Term of Award

Fall 2022

Degree Name

Master of Science in Biology (M.S.)

Document Type and Release Option

Thesis (restricted to Georgia Southern)

Copyright Statement / License for Reuse

Creative Commons License
This work is licensed under a Creative Commons Attribution 4.0 License.


Department of Biology

Committee Chair

Risa Cohen

Committee Member 1

Asli Aslan

Committee Member 2

Christine Hladik


Due to extensive worldwide use and rapid acquisition of bacterial resistance, antibiotics are now considered emerging contaminants in the aquatic environment. Antimicrobial resistance (AMR) disrupts microbial communities and increases the transmission of resistant pathogens among animals and humans. In aquatic environments, AMR introduced from land-based sources eventually settles from the water onto sediment. However, bacterial resuspension in the water as a result of sediment disturbance may increase exposure to AMR. Understanding how sediment disturbance during recreational activity impacts AMR resuspension is important for identifying and preventing ecological and public health risks associated with antimicrobial resistance.

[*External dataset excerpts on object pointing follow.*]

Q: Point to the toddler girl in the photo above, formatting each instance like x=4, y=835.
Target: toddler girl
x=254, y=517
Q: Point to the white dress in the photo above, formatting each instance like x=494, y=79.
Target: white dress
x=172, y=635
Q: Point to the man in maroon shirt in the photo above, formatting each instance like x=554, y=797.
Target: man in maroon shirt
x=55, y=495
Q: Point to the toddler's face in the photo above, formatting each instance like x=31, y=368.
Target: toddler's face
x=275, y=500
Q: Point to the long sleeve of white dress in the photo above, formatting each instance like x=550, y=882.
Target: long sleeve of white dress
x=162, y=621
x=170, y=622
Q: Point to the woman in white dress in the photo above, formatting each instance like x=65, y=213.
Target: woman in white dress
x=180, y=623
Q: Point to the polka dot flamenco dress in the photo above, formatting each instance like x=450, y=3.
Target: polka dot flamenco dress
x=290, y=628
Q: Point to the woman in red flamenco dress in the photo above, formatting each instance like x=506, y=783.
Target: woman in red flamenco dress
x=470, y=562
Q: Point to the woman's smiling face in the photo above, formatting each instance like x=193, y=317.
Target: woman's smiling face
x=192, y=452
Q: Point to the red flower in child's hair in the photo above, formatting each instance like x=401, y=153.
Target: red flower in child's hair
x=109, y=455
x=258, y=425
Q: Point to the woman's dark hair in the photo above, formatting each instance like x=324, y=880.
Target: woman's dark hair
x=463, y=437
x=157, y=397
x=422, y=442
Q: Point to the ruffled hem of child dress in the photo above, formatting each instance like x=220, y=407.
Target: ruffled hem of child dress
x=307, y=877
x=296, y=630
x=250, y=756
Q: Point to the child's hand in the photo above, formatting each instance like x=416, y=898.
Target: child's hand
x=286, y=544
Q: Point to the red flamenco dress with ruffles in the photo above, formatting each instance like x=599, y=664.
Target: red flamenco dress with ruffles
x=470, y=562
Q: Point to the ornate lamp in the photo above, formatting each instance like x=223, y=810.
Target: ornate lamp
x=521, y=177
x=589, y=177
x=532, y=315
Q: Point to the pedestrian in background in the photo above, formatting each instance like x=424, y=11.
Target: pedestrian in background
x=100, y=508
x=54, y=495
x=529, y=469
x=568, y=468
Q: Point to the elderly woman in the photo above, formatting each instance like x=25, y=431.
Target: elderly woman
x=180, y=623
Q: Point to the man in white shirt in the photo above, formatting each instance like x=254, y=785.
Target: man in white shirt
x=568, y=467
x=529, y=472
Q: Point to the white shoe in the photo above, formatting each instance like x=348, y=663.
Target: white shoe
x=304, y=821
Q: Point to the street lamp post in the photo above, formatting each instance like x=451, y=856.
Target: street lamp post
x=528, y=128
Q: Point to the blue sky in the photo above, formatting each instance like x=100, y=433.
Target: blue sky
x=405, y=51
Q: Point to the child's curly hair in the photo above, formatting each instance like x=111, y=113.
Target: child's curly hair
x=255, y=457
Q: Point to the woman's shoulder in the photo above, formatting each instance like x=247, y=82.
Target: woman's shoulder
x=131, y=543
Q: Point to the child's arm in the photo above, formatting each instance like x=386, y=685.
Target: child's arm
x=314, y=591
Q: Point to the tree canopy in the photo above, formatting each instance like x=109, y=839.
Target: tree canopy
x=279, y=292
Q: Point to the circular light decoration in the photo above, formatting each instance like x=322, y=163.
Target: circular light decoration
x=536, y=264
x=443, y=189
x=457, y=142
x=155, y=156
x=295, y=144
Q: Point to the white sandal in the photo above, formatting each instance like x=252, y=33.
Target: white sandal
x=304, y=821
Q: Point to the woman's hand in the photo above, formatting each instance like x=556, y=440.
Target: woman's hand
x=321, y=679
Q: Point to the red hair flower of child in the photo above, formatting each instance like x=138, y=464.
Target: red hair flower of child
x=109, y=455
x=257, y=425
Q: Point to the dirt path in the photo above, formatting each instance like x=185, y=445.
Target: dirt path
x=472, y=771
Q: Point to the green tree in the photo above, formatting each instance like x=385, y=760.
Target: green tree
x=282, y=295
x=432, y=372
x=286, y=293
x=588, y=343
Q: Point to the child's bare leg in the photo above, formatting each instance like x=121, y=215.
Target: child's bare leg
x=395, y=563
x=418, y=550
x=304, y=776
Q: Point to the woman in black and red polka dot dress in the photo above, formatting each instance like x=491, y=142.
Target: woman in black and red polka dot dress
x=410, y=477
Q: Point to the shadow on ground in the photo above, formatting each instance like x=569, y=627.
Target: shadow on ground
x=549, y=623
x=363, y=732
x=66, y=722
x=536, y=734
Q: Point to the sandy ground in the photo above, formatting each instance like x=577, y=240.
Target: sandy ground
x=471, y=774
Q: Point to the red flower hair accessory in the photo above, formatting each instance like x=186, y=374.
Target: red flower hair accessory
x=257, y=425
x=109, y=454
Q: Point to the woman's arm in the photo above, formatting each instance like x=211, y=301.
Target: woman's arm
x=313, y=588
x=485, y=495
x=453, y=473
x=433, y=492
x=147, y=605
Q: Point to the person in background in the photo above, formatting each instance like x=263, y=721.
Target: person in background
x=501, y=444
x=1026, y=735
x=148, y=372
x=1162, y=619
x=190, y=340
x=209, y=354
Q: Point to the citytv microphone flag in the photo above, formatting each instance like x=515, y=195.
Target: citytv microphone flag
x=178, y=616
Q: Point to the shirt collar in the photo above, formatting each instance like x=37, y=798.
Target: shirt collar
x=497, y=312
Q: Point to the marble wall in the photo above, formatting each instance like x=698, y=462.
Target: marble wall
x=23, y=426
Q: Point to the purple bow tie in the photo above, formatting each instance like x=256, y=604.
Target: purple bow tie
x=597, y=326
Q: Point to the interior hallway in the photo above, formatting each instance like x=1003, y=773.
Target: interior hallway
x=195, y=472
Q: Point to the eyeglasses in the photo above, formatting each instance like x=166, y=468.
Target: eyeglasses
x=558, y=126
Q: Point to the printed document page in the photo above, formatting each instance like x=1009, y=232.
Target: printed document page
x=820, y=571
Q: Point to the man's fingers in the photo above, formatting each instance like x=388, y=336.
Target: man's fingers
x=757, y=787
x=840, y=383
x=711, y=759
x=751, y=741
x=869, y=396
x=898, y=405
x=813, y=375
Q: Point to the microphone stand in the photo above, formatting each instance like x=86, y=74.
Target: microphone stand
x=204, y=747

Chapter one describes two experiments designed to test the hypothesis that sediment disturbance affects the amount and duration of antimicrobial resistance (AMR) resuspension in the water, thereby increasing the potential for AMR to contaminate coastal waters. Aquatic sediment from a site with known AMR exposure was manipulated to determine the effect that different levels of disturbance have on total bacteria, total E. coli, and tetracycline resistant E. coli concentrations in artificial stream microcosms in a greenhouse. Disturbance treatments were control (no disturbance), low intensity disturbance, and high intensity disturbance. Water samples were collected at pre-disturbance and post-disturbance intervals of 0, 6, 24, 48, and 72 hours. A field experiment was also conducted at Kings Ferry public beach, Chatham County, GA, USA where one level of sediment disturbance was administered to simulate recreational activity within the beach. A transect parallel to the public beach consisted of three sites where water samples were collected at pre-disturbance and post-disturbance intervals of: 0, 15, and 30 min. Increases in total E. coli and patterns of increase in tetracycline resistant E. coli were observed within the study. Thus, results from this study improve understanding of how antibiotic resistant bacteria are resuspended and transported within various aquatic environments, particularly within areas of high recreational activity and high potential for human exposure.

Chapter two describes a survey used in combination with remote sensing land use data to test the hypothesis that 1) land use influences the abundance of tetracycline resistant E. coli within the Ogeechee River; 2) abundance of tetracycline resistant E. coli is seasonal. Water samples were collected from 6 (summer) and 7 (winter) sites along the Ogeechee River upstream and downstream of Kings Ferry County Park, Chatham County, GA, USA. Survey samples collected were used to relate total bacteria, total E. coli, and tetracycline resistant E. coli concentrations within the river to surrounding land use and between winter and summer seasons. A land use classification was conducted using Sentinel-2A satellite imagery data of the study site to determine potential sources of AMR runoff from the area surrounding Kings Ferry to the Ogeechee River.